The Perse School

The 42: An adventure in business

What can budding entrepreneurs learn from Hollywood film directors, Las Vegas gamblers, top London chefs and, closer to home, The Perse’s own Combined Cadet Force (CCF)? Quite a lot according to entrepreneur and Old Persean Nick Pye, who gave a lunchtime lecture on start-ups as part of the School’s programme of ‘42 Society’ talks.

Nick is a consultant and co-founder of recently-established niche spirit and adventure lifestyle brand Albion Racing Club. In his fascinating presentation to students he refuted four common myths about start-ups: that the idea is everything, structure is the enemy, risk is good and failure bad, and that you cannot deviate from the original idea.

It is commonly believed that starting a business requires some sort of ‘eureka’ moment of invention. In fact, while some phenomenally successful businesses stem from the creation of a ground-breaking product or service, very many result from someone taking and tweaking an existing idea and bringing that successfully to market. The ‘how’ can be more important than the ‘what’. Apple did not invent the idea of music on the move; instead they took what was essentially a fourth generation mp3 player and delivered it in a new, exciting and ultimately iconic way.

Nick and his co-founders talked to a range of people to explore the perception that structure constrains creativity, from a Hollywood film director to the Harlequins rugby team.

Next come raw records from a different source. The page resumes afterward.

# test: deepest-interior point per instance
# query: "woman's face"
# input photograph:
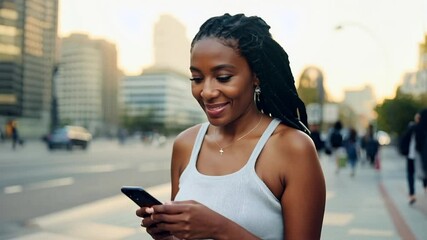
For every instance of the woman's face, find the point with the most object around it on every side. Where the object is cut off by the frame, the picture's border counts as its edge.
(222, 81)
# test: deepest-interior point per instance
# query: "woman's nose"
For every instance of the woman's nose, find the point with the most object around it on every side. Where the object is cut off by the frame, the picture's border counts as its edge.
(210, 90)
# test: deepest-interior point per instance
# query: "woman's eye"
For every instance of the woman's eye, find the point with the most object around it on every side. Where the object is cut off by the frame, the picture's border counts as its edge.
(196, 79)
(223, 78)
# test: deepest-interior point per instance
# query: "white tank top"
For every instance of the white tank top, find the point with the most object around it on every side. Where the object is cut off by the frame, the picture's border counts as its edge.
(240, 196)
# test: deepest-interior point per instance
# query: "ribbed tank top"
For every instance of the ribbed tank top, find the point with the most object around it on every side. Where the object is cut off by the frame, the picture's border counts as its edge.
(240, 196)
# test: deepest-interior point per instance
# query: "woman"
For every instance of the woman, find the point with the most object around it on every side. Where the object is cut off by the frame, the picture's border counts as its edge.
(251, 171)
(352, 150)
(420, 163)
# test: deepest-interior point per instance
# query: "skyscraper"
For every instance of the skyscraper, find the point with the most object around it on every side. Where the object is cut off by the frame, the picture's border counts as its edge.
(28, 30)
(171, 45)
(86, 83)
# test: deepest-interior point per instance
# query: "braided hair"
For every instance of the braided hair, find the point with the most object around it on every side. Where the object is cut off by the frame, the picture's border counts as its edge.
(251, 38)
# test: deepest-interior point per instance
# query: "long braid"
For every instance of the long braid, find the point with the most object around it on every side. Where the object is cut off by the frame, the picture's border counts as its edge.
(251, 38)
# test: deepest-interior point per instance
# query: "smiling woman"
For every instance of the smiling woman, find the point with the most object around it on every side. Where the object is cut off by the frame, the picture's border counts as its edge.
(251, 171)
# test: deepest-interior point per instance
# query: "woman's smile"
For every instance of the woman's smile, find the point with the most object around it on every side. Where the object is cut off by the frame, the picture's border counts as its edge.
(215, 110)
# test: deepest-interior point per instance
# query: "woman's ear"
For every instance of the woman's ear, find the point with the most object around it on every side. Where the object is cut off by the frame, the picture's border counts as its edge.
(255, 80)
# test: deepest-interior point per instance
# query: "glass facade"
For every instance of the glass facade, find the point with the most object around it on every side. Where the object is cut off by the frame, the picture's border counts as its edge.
(28, 30)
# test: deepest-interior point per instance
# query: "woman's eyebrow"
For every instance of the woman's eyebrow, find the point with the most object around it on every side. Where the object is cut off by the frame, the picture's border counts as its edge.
(222, 66)
(214, 69)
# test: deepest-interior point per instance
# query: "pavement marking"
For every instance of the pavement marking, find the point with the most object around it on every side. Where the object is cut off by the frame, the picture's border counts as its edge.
(402, 227)
(52, 183)
(161, 192)
(101, 168)
(13, 189)
(45, 236)
(337, 219)
(92, 230)
(371, 232)
(153, 167)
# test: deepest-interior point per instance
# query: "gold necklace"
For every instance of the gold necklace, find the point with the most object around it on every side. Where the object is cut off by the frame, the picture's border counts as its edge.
(221, 149)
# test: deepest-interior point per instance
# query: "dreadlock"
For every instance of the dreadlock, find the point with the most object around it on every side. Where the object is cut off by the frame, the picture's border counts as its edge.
(251, 38)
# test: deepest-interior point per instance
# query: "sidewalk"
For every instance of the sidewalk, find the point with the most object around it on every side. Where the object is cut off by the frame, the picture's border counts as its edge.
(372, 205)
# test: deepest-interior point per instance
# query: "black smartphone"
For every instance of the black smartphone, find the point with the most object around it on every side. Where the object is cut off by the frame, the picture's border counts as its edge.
(141, 197)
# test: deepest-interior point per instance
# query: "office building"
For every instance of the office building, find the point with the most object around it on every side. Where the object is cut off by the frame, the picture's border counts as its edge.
(362, 102)
(171, 46)
(28, 31)
(87, 84)
(163, 96)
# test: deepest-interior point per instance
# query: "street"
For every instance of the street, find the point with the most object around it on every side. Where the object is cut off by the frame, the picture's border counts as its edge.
(36, 182)
(76, 195)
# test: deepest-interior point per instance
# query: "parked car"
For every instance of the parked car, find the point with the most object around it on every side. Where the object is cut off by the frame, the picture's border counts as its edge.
(68, 137)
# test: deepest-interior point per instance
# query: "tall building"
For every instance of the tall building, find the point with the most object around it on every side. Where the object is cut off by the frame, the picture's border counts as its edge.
(362, 102)
(164, 95)
(422, 63)
(28, 30)
(171, 45)
(415, 83)
(87, 84)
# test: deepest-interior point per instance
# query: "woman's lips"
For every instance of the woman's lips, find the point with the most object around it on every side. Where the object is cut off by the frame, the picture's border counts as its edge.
(214, 110)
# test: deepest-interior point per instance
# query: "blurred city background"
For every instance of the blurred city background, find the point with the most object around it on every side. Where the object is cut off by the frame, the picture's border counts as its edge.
(112, 78)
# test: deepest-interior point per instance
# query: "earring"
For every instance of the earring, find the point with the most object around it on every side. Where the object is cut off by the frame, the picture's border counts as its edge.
(257, 92)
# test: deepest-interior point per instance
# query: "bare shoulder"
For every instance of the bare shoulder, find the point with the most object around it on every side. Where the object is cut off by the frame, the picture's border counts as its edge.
(294, 151)
(183, 146)
(292, 143)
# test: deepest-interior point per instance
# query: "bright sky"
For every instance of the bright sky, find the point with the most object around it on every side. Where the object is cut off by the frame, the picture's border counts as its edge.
(377, 44)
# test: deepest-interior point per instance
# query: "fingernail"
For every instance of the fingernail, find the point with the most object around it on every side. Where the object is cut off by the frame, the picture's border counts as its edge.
(149, 210)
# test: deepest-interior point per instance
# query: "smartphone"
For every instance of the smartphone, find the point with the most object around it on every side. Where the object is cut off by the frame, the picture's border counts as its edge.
(141, 197)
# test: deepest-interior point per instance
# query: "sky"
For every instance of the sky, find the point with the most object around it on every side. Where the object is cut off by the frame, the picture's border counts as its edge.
(378, 40)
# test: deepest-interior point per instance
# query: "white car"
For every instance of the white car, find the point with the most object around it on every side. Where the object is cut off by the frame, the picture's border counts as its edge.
(68, 137)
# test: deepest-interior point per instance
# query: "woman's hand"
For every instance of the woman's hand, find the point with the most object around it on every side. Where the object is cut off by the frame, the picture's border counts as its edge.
(185, 220)
(150, 225)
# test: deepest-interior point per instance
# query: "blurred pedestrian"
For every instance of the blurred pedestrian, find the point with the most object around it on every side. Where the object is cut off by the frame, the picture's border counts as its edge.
(407, 148)
(370, 145)
(336, 146)
(13, 128)
(251, 171)
(421, 148)
(316, 137)
(352, 150)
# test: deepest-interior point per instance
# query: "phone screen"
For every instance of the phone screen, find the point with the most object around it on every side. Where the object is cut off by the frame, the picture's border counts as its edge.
(141, 197)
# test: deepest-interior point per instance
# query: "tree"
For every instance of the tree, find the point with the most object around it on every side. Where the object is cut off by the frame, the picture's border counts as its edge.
(395, 114)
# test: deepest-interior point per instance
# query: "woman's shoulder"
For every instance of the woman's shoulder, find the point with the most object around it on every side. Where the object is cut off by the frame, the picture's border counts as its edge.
(291, 139)
(186, 138)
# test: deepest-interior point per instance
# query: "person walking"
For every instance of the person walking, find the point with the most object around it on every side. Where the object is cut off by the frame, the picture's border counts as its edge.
(407, 148)
(352, 150)
(251, 171)
(370, 145)
(421, 148)
(336, 146)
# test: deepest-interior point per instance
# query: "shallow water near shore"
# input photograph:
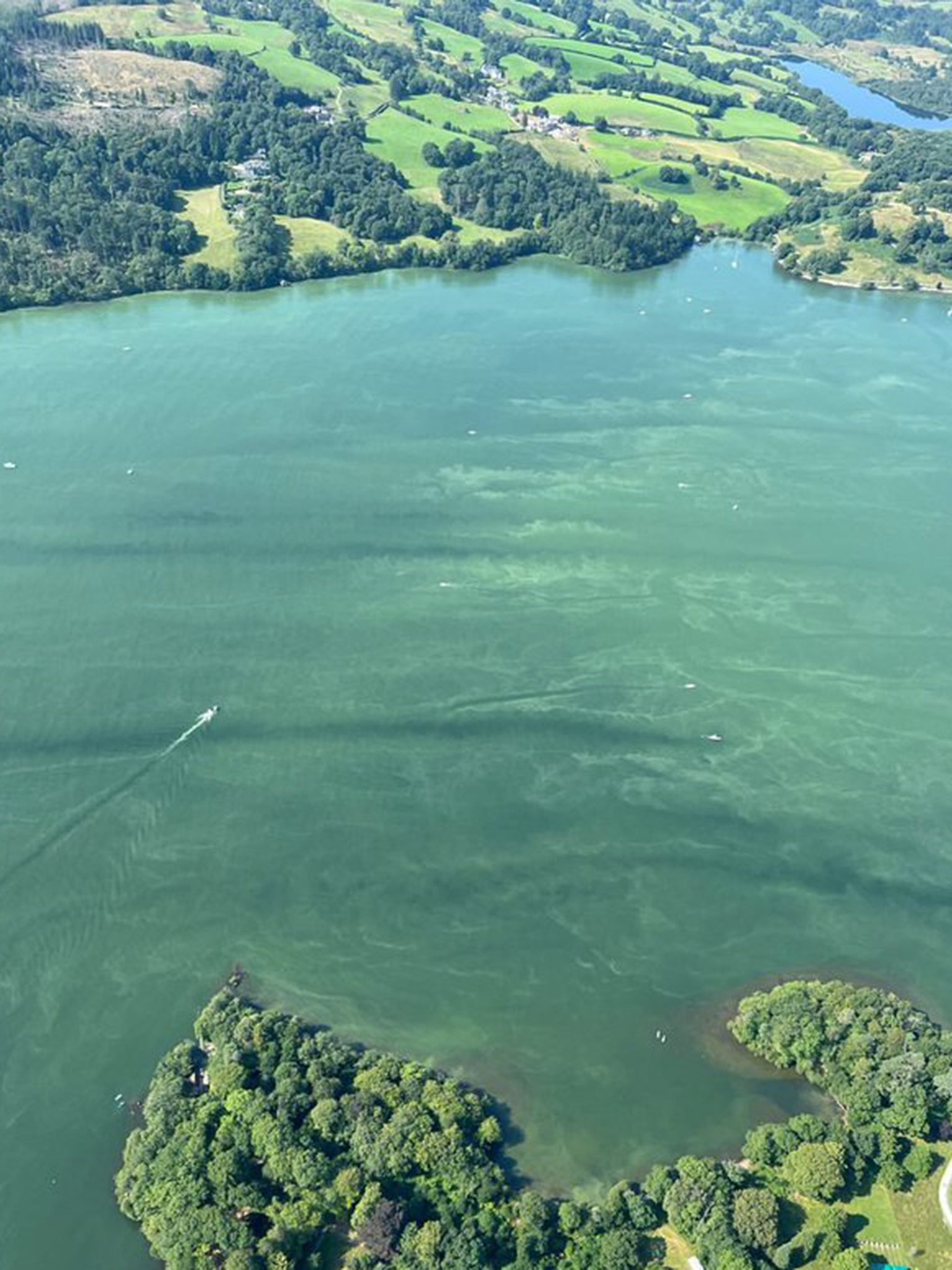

What they found may surprise you: rather than inhibiting creativity, they deemed structure essential to the creative process. The Michelin starred chef striving for an award-winning recipe took more than 300 attempts to get it right, while a comedian tried 6000 comedic ideas to find 100 that worked. Structure, process and the Perse value of ‘endeavour’ are required to make creativity happen. Nick explained “Ad agencies are amongst the most creative businesses, but you will find that they are obsessed with getting a brief. Before they unleash the creatives on finding the idea they have to define the desired outcome. High levels of rigour are required to make the creative process work.”

The team learnt valuable lessons about failure from a professional gambler with an economics degree. On the poker tables of Vegas, it is the number of times you play rather than the quality of your poker face that determines your success. Nick points out “He told us the gamblers prepared to fail and keep playing are those who make the most money. In the US investors expect entrepreneurs to have tried before and failed – it is seen as a good thing as long as they’ve learnt from those failures. Failing to learn is the biggest mistake.”

Nick remembers the CCF motto from his time at The Perse: “Adapt and react”. Start-ups are “essentially an experiment”. Albion Racing Club has recently reached its first anniversary but the team are still learning, reacting and adapting to find out how far their idea can go.

This fascinating lecture gave the audience a valuable first-hand insight into the process of starting a business, and was a great warm-up to the Perse Enterprise Conference next month, which will explore how to secure investment.